600kWの超急速充電の実現でレースはさらにエキサイティング
電気自動車の最高峰レース「ABB FIA フォーミュラE 世界選手権」が、2024年12月から2025年7月にかけて行なっているシーズン11の一部のレースにおいて、革新的な新機能「ピットブースト」を導入すると発表した。
ピットブーストは、レース中にピットレーンで600kWの高出力でマシンに超高速充電を行うものだ。各マシンはこのピットストップにより、レースで使用できる総エネルギー量の10%(3.85kWh)相当の追加エネルギーを30秒間で充電することになる。なお、マシンの充電口はドライバーの背後に備わっており、そこに充電プラグを挿入する形で充電を行う。
一般車向けの充電設備に目を向けると、日本国内では最大出力150kWクラスが最高レベルとされ、欧州ではIONITYが整備を進める超急速充電設備が最大350kWの高出力でトップレベルとされている。しかし、フォーミュラEはその2倍近い600kWである。むろん充電設備がいくら強力であっても、マシン側の受け入れ能力が伴わなければ宝の持ち腐れとなる。市販車では叶わないレベルの超急速充電をレースで先行実験するというのが、フォーミュラEとしての目的なのだ。
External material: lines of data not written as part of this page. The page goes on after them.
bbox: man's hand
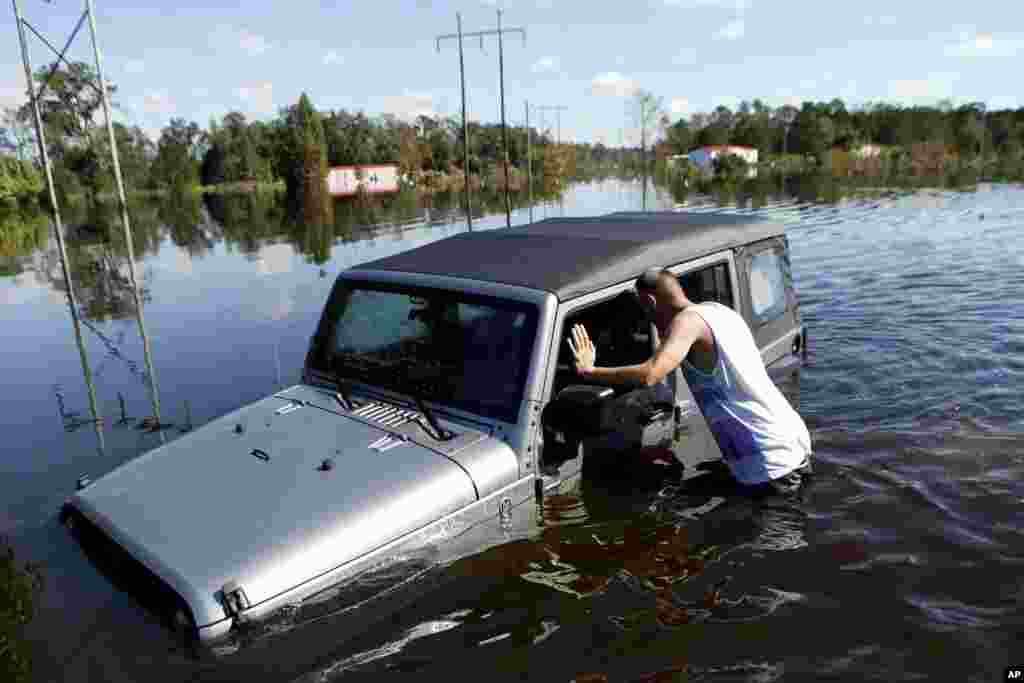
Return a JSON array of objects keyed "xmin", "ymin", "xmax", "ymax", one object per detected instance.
[{"xmin": 568, "ymin": 323, "xmax": 596, "ymax": 375}]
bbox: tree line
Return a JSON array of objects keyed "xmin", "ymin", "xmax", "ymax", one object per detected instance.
[
  {"xmin": 4, "ymin": 60, "xmax": 1024, "ymax": 205},
  {"xmin": 655, "ymin": 97, "xmax": 1024, "ymax": 172}
]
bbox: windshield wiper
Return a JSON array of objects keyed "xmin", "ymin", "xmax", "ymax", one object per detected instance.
[
  {"xmin": 325, "ymin": 352, "xmax": 455, "ymax": 442},
  {"xmin": 410, "ymin": 393, "xmax": 454, "ymax": 441},
  {"xmin": 402, "ymin": 364, "xmax": 455, "ymax": 442},
  {"xmin": 308, "ymin": 356, "xmax": 360, "ymax": 411}
]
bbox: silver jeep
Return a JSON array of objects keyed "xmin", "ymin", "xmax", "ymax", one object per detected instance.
[{"xmin": 62, "ymin": 210, "xmax": 806, "ymax": 650}]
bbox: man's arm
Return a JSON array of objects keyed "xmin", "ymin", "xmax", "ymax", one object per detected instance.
[{"xmin": 571, "ymin": 311, "xmax": 706, "ymax": 387}]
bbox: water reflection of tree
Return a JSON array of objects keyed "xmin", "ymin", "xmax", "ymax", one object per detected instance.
[
  {"xmin": 281, "ymin": 195, "xmax": 334, "ymax": 266},
  {"xmin": 202, "ymin": 191, "xmax": 286, "ymax": 258},
  {"xmin": 159, "ymin": 192, "xmax": 214, "ymax": 258},
  {"xmin": 33, "ymin": 200, "xmax": 162, "ymax": 321},
  {"xmin": 0, "ymin": 208, "xmax": 50, "ymax": 276}
]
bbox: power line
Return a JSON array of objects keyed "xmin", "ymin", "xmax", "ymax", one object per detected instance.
[
  {"xmin": 10, "ymin": 0, "xmax": 165, "ymax": 441},
  {"xmin": 534, "ymin": 104, "xmax": 568, "ymax": 144},
  {"xmin": 436, "ymin": 11, "xmax": 525, "ymax": 230}
]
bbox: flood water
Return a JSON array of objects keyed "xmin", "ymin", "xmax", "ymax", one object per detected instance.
[{"xmin": 3, "ymin": 178, "xmax": 1024, "ymax": 682}]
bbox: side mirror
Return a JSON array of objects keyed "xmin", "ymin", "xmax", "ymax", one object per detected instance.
[{"xmin": 542, "ymin": 384, "xmax": 617, "ymax": 438}]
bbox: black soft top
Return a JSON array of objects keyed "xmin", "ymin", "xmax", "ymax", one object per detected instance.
[{"xmin": 351, "ymin": 211, "xmax": 783, "ymax": 301}]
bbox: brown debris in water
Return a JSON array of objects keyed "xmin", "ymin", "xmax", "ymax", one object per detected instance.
[
  {"xmin": 655, "ymin": 589, "xmax": 689, "ymax": 626},
  {"xmin": 631, "ymin": 657, "xmax": 690, "ymax": 682}
]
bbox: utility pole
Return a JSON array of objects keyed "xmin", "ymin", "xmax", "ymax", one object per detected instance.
[
  {"xmin": 533, "ymin": 104, "xmax": 568, "ymax": 192},
  {"xmin": 525, "ymin": 100, "xmax": 533, "ymax": 224},
  {"xmin": 10, "ymin": 0, "xmax": 164, "ymax": 440},
  {"xmin": 436, "ymin": 13, "xmax": 473, "ymax": 231},
  {"xmin": 535, "ymin": 104, "xmax": 568, "ymax": 144},
  {"xmin": 436, "ymin": 12, "xmax": 525, "ymax": 230},
  {"xmin": 496, "ymin": 9, "xmax": 512, "ymax": 227}
]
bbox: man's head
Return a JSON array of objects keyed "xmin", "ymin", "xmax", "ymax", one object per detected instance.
[{"xmin": 635, "ymin": 267, "xmax": 691, "ymax": 328}]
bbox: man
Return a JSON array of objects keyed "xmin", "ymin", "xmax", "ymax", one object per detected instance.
[{"xmin": 567, "ymin": 267, "xmax": 813, "ymax": 498}]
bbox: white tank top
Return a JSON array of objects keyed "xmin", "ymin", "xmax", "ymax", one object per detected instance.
[{"xmin": 679, "ymin": 302, "xmax": 812, "ymax": 484}]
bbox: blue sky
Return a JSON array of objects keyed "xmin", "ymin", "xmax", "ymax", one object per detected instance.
[{"xmin": 1, "ymin": 0, "xmax": 1021, "ymax": 146}]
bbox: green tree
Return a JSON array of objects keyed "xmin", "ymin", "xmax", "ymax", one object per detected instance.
[
  {"xmin": 954, "ymin": 103, "xmax": 987, "ymax": 159},
  {"xmin": 18, "ymin": 61, "xmax": 114, "ymax": 204},
  {"xmin": 792, "ymin": 105, "xmax": 834, "ymax": 161},
  {"xmin": 0, "ymin": 156, "xmax": 43, "ymax": 200},
  {"xmin": 284, "ymin": 93, "xmax": 329, "ymax": 209},
  {"xmin": 151, "ymin": 118, "xmax": 203, "ymax": 191},
  {"xmin": 94, "ymin": 123, "xmax": 155, "ymax": 191},
  {"xmin": 632, "ymin": 89, "xmax": 665, "ymax": 170},
  {"xmin": 712, "ymin": 152, "xmax": 749, "ymax": 179},
  {"xmin": 663, "ymin": 118, "xmax": 692, "ymax": 155}
]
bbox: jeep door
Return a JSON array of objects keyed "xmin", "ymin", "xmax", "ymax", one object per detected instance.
[{"xmin": 732, "ymin": 235, "xmax": 805, "ymax": 380}]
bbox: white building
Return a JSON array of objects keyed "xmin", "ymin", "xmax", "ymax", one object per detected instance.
[
  {"xmin": 327, "ymin": 164, "xmax": 400, "ymax": 196},
  {"xmin": 686, "ymin": 145, "xmax": 759, "ymax": 177},
  {"xmin": 851, "ymin": 144, "xmax": 882, "ymax": 159}
]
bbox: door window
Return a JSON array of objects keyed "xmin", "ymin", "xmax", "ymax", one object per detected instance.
[
  {"xmin": 554, "ymin": 292, "xmax": 653, "ymax": 397},
  {"xmin": 678, "ymin": 261, "xmax": 734, "ymax": 309},
  {"xmin": 748, "ymin": 249, "xmax": 788, "ymax": 324}
]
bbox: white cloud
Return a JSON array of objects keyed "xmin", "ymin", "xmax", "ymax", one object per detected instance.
[
  {"xmin": 238, "ymin": 30, "xmax": 270, "ymax": 56},
  {"xmin": 532, "ymin": 56, "xmax": 559, "ymax": 74},
  {"xmin": 838, "ymin": 81, "xmax": 859, "ymax": 101},
  {"xmin": 669, "ymin": 97, "xmax": 690, "ymax": 116},
  {"xmin": 142, "ymin": 90, "xmax": 175, "ymax": 115},
  {"xmin": 671, "ymin": 47, "xmax": 698, "ymax": 66},
  {"xmin": 124, "ymin": 59, "xmax": 145, "ymax": 75},
  {"xmin": 886, "ymin": 79, "xmax": 938, "ymax": 100},
  {"xmin": 885, "ymin": 73, "xmax": 961, "ymax": 104},
  {"xmin": 986, "ymin": 95, "xmax": 1019, "ymax": 110},
  {"xmin": 944, "ymin": 32, "xmax": 1024, "ymax": 58},
  {"xmin": 666, "ymin": 0, "xmax": 749, "ymax": 11},
  {"xmin": 209, "ymin": 25, "xmax": 271, "ymax": 57},
  {"xmin": 235, "ymin": 81, "xmax": 274, "ymax": 113},
  {"xmin": 589, "ymin": 72, "xmax": 638, "ymax": 97},
  {"xmin": 172, "ymin": 250, "xmax": 194, "ymax": 277},
  {"xmin": 323, "ymin": 50, "xmax": 343, "ymax": 66},
  {"xmin": 715, "ymin": 18, "xmax": 745, "ymax": 40},
  {"xmin": 379, "ymin": 91, "xmax": 434, "ymax": 121},
  {"xmin": 864, "ymin": 15, "xmax": 897, "ymax": 26},
  {"xmin": 255, "ymin": 244, "xmax": 294, "ymax": 277}
]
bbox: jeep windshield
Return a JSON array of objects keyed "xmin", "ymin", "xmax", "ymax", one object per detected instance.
[{"xmin": 306, "ymin": 280, "xmax": 539, "ymax": 423}]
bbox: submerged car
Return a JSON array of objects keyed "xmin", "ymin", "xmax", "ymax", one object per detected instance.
[{"xmin": 61, "ymin": 210, "xmax": 806, "ymax": 651}]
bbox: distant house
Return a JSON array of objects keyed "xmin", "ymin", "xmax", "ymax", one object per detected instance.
[
  {"xmin": 686, "ymin": 145, "xmax": 758, "ymax": 177},
  {"xmin": 851, "ymin": 144, "xmax": 882, "ymax": 159},
  {"xmin": 327, "ymin": 164, "xmax": 400, "ymax": 196}
]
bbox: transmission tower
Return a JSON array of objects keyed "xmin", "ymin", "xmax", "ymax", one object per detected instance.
[
  {"xmin": 436, "ymin": 10, "xmax": 525, "ymax": 229},
  {"xmin": 11, "ymin": 0, "xmax": 165, "ymax": 439}
]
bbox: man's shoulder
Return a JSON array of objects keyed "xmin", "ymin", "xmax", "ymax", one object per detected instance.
[
  {"xmin": 691, "ymin": 301, "xmax": 743, "ymax": 322},
  {"xmin": 671, "ymin": 306, "xmax": 713, "ymax": 339}
]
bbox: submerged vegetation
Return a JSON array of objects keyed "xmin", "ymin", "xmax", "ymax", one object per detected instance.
[{"xmin": 0, "ymin": 537, "xmax": 44, "ymax": 683}]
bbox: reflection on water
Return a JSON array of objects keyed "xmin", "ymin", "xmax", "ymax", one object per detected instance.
[{"xmin": 3, "ymin": 178, "xmax": 1024, "ymax": 682}]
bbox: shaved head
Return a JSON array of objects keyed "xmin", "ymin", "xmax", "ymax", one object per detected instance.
[
  {"xmin": 635, "ymin": 268, "xmax": 691, "ymax": 330},
  {"xmin": 636, "ymin": 268, "xmax": 685, "ymax": 298}
]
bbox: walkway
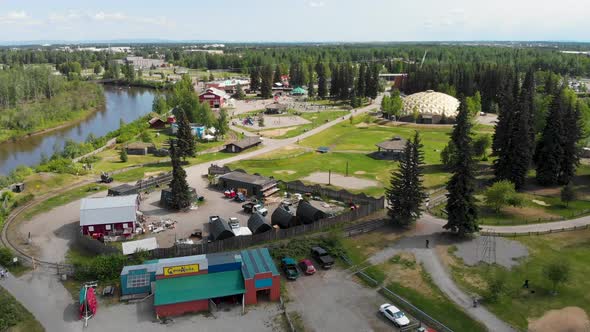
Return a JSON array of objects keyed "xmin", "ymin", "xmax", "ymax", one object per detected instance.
[
  {"xmin": 367, "ymin": 229, "xmax": 516, "ymax": 332},
  {"xmin": 422, "ymin": 212, "xmax": 590, "ymax": 234}
]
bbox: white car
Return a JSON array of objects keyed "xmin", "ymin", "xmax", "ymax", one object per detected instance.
[{"xmin": 379, "ymin": 303, "xmax": 410, "ymax": 327}]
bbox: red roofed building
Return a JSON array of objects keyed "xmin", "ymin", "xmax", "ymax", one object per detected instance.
[{"xmin": 199, "ymin": 88, "xmax": 228, "ymax": 108}]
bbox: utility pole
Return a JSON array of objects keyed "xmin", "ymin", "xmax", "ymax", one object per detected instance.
[
  {"xmin": 328, "ymin": 169, "xmax": 331, "ymax": 185},
  {"xmin": 346, "ymin": 161, "xmax": 349, "ymax": 177}
]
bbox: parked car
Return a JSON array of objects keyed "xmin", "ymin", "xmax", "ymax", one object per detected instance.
[
  {"xmin": 224, "ymin": 189, "xmax": 236, "ymax": 198},
  {"xmin": 298, "ymin": 259, "xmax": 316, "ymax": 275},
  {"xmin": 281, "ymin": 257, "xmax": 300, "ymax": 280},
  {"xmin": 379, "ymin": 303, "xmax": 410, "ymax": 327},
  {"xmin": 242, "ymin": 202, "xmax": 268, "ymax": 216},
  {"xmin": 234, "ymin": 192, "xmax": 246, "ymax": 202},
  {"xmin": 310, "ymin": 246, "xmax": 335, "ymax": 269},
  {"xmin": 209, "ymin": 215, "xmax": 220, "ymax": 223}
]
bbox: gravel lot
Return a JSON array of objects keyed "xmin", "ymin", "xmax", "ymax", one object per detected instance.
[{"xmin": 286, "ymin": 268, "xmax": 398, "ymax": 332}]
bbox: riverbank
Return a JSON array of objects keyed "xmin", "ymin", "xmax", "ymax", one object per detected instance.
[
  {"xmin": 102, "ymin": 79, "xmax": 173, "ymax": 90},
  {"xmin": 0, "ymin": 83, "xmax": 105, "ymax": 144}
]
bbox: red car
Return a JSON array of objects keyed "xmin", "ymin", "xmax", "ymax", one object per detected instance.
[
  {"xmin": 224, "ymin": 189, "xmax": 236, "ymax": 198},
  {"xmin": 298, "ymin": 259, "xmax": 317, "ymax": 275}
]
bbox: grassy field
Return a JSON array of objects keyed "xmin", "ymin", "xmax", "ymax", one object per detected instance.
[
  {"xmin": 229, "ymin": 116, "xmax": 492, "ymax": 196},
  {"xmin": 446, "ymin": 229, "xmax": 590, "ymax": 330},
  {"xmin": 340, "ymin": 231, "xmax": 485, "ymax": 332},
  {"xmin": 265, "ymin": 110, "xmax": 350, "ymax": 139},
  {"xmin": 19, "ymin": 183, "xmax": 108, "ymax": 221},
  {"xmin": 0, "ymin": 286, "xmax": 44, "ymax": 332}
]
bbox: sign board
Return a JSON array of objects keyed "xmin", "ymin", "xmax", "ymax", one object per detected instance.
[{"xmin": 163, "ymin": 264, "xmax": 199, "ymax": 276}]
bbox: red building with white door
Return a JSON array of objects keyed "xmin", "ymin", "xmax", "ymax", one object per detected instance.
[
  {"xmin": 199, "ymin": 87, "xmax": 228, "ymax": 108},
  {"xmin": 80, "ymin": 195, "xmax": 139, "ymax": 238}
]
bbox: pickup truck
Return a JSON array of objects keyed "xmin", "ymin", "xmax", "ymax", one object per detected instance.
[
  {"xmin": 281, "ymin": 257, "xmax": 300, "ymax": 280},
  {"xmin": 242, "ymin": 203, "xmax": 268, "ymax": 216},
  {"xmin": 311, "ymin": 246, "xmax": 335, "ymax": 269}
]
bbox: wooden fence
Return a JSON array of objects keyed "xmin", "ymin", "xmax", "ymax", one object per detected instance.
[{"xmin": 149, "ymin": 204, "xmax": 378, "ymax": 259}]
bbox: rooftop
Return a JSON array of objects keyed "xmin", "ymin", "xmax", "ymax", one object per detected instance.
[
  {"xmin": 122, "ymin": 237, "xmax": 158, "ymax": 255},
  {"xmin": 80, "ymin": 195, "xmax": 138, "ymax": 227},
  {"xmin": 375, "ymin": 136, "xmax": 407, "ymax": 151},
  {"xmin": 227, "ymin": 136, "xmax": 262, "ymax": 149},
  {"xmin": 241, "ymin": 248, "xmax": 279, "ymax": 279},
  {"xmin": 154, "ymin": 270, "xmax": 245, "ymax": 306},
  {"xmin": 402, "ymin": 90, "xmax": 460, "ymax": 117},
  {"xmin": 219, "ymin": 171, "xmax": 275, "ymax": 187}
]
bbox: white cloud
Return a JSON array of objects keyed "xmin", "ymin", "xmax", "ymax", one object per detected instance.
[
  {"xmin": 0, "ymin": 10, "xmax": 39, "ymax": 25},
  {"xmin": 46, "ymin": 10, "xmax": 174, "ymax": 28},
  {"xmin": 308, "ymin": 1, "xmax": 326, "ymax": 7}
]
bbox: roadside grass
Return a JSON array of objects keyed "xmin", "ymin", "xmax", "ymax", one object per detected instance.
[
  {"xmin": 0, "ymin": 286, "xmax": 44, "ymax": 332},
  {"xmin": 19, "ymin": 184, "xmax": 107, "ymax": 221},
  {"xmin": 341, "ymin": 232, "xmax": 486, "ymax": 331},
  {"xmin": 20, "ymin": 172, "xmax": 81, "ymax": 197},
  {"xmin": 446, "ymin": 229, "xmax": 590, "ymax": 330}
]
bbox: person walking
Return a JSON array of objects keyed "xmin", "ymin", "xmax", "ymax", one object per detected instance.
[{"xmin": 425, "ymin": 239, "xmax": 430, "ymax": 248}]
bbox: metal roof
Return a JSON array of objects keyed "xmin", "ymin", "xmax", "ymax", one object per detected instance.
[
  {"xmin": 219, "ymin": 171, "xmax": 275, "ymax": 187},
  {"xmin": 209, "ymin": 217, "xmax": 235, "ymax": 241},
  {"xmin": 296, "ymin": 201, "xmax": 327, "ymax": 225},
  {"xmin": 271, "ymin": 206, "xmax": 296, "ymax": 229},
  {"xmin": 154, "ymin": 270, "xmax": 245, "ymax": 306},
  {"xmin": 375, "ymin": 136, "xmax": 407, "ymax": 151},
  {"xmin": 226, "ymin": 136, "xmax": 262, "ymax": 149},
  {"xmin": 155, "ymin": 255, "xmax": 209, "ymax": 275},
  {"xmin": 402, "ymin": 90, "xmax": 460, "ymax": 117},
  {"xmin": 247, "ymin": 213, "xmax": 272, "ymax": 234},
  {"xmin": 122, "ymin": 237, "xmax": 158, "ymax": 255},
  {"xmin": 241, "ymin": 248, "xmax": 279, "ymax": 279},
  {"xmin": 80, "ymin": 195, "xmax": 138, "ymax": 227}
]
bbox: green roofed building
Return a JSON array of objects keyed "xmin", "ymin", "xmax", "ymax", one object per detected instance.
[
  {"xmin": 291, "ymin": 86, "xmax": 307, "ymax": 96},
  {"xmin": 120, "ymin": 248, "xmax": 280, "ymax": 318}
]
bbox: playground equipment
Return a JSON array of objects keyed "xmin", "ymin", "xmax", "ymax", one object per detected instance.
[{"xmin": 79, "ymin": 281, "xmax": 98, "ymax": 327}]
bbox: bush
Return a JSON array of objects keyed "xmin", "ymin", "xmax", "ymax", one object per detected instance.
[
  {"xmin": 0, "ymin": 247, "xmax": 12, "ymax": 266},
  {"xmin": 484, "ymin": 180, "xmax": 520, "ymax": 212},
  {"xmin": 485, "ymin": 273, "xmax": 506, "ymax": 302},
  {"xmin": 73, "ymin": 254, "xmax": 128, "ymax": 281}
]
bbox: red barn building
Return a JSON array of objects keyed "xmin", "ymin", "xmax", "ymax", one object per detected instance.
[
  {"xmin": 80, "ymin": 195, "xmax": 139, "ymax": 238},
  {"xmin": 199, "ymin": 87, "xmax": 228, "ymax": 108}
]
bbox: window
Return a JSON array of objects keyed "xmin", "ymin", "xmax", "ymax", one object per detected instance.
[
  {"xmin": 88, "ymin": 226, "xmax": 94, "ymax": 232},
  {"xmin": 127, "ymin": 273, "xmax": 150, "ymax": 289},
  {"xmin": 105, "ymin": 225, "xmax": 111, "ymax": 230},
  {"xmin": 122, "ymin": 223, "xmax": 128, "ymax": 228}
]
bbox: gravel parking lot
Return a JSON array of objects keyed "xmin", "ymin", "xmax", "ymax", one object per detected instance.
[{"xmin": 286, "ymin": 268, "xmax": 398, "ymax": 332}]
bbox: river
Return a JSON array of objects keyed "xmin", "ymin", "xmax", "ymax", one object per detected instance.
[{"xmin": 0, "ymin": 85, "xmax": 157, "ymax": 175}]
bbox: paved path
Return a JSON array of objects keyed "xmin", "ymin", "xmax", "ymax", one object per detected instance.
[
  {"xmin": 423, "ymin": 212, "xmax": 590, "ymax": 234},
  {"xmin": 367, "ymin": 228, "xmax": 516, "ymax": 332}
]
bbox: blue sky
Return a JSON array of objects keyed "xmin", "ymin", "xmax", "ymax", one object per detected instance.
[{"xmin": 1, "ymin": 0, "xmax": 589, "ymax": 42}]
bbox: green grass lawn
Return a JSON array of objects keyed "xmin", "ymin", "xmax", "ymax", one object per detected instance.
[
  {"xmin": 0, "ymin": 286, "xmax": 44, "ymax": 332},
  {"xmin": 448, "ymin": 229, "xmax": 590, "ymax": 330},
  {"xmin": 230, "ymin": 118, "xmax": 492, "ymax": 197},
  {"xmin": 19, "ymin": 184, "xmax": 108, "ymax": 221}
]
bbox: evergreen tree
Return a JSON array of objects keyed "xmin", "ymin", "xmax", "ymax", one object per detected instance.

かの本田宗一郎が言う通り、「レースは走る実験室」なのだから、この大出力による短時間の超急速充電を、まずはレースの現場で確かめるのは、今後の市販EVの開発にあたって十分に価値があるものと思われる。
このため、超急速充電の実戦投入まではさまざまなテストが繰り返され、当初は2024年のシーズン10で導入が検討されていたものの、安全性と信頼性を確保するレベルに達するまでは投入が見送られいていた。そしてようやく目途が立ったことで、シーズン11の次戦、サウジアラビアで行われるジェッダE-Prix(2025年2月14・15日開催)で初の実戦投入が決まった。
ピットブーストの概要
以下はフォーミュラEが発表した、ピットブーストの主な特長だ。
・34秒間の静止ピットストップを行い、その内の30秒間で600kWの急速充電を実施。レースカーに10%(3.85kWh)のエネルギーを追加
・指定されたレースで全ドライバーに義務化
・既存のルールである「アタックモード」とは独立して運用され、チームは両方の戦略要素を同時に管理する必要がある
※「アタックモード」とは、走行ライン外に設置されたアクティベーションゾーンを通過することで、最大出力が50kW増加し、オーバーテイクを容易にする機能。レース中に2回モードを起動し、合計8分間使用することが義務付けられている
・ピットクルーは1台につき同時に最大ふたりまで作業可能。さらにひとりが車両の停止と出発を担当
・各チーム1台ずつのみに使用可能(同時使用不可)
・超高速充電技術を象徴し、「レースから公道へ」の革新を体現
・FIAがピットブーストを実施するタイミングを決定し、各レースの21日前にチームに通知
フォーミュラEは、この革新的なピットブーストの導入によって「レース展開にさらなるスリルとドラマが加わり、観客に新たな興奮を提供します」とコメントしている。それは、マシンを操るドライバーとチームが、10%のエネルギー追加によるアドバンテージとピットストップによる一時的に順位を下げるリスクを見極め、最適なタイミングでピットブーストを使用する決断をレース中に行わなければならないからだとしている。
これまでも、ファン投票上位3台に対し、一時的なエクストラパワーが与えられる「ファンブースト」を導入したり、アタックモード使用時に最大50kWのパワーアップと同時に、駆動方式を後輪駆動から四輪駆動に変化させ、圧倒的な性能アップでオーバーテイクの機会を増やすなど、電気自動車による先進性と、モータースポーツが本来持つエキサイティングな面をフォーミュラEは追求してきた。
そこへ新たに加わるピットブーストで、レースにより戦略性を持たせること、そして「レースから公道へ」をテーマとして、レースから市販車に技術的なフィードバックを行なうための先行実験要素は大いに魅力的だといえる。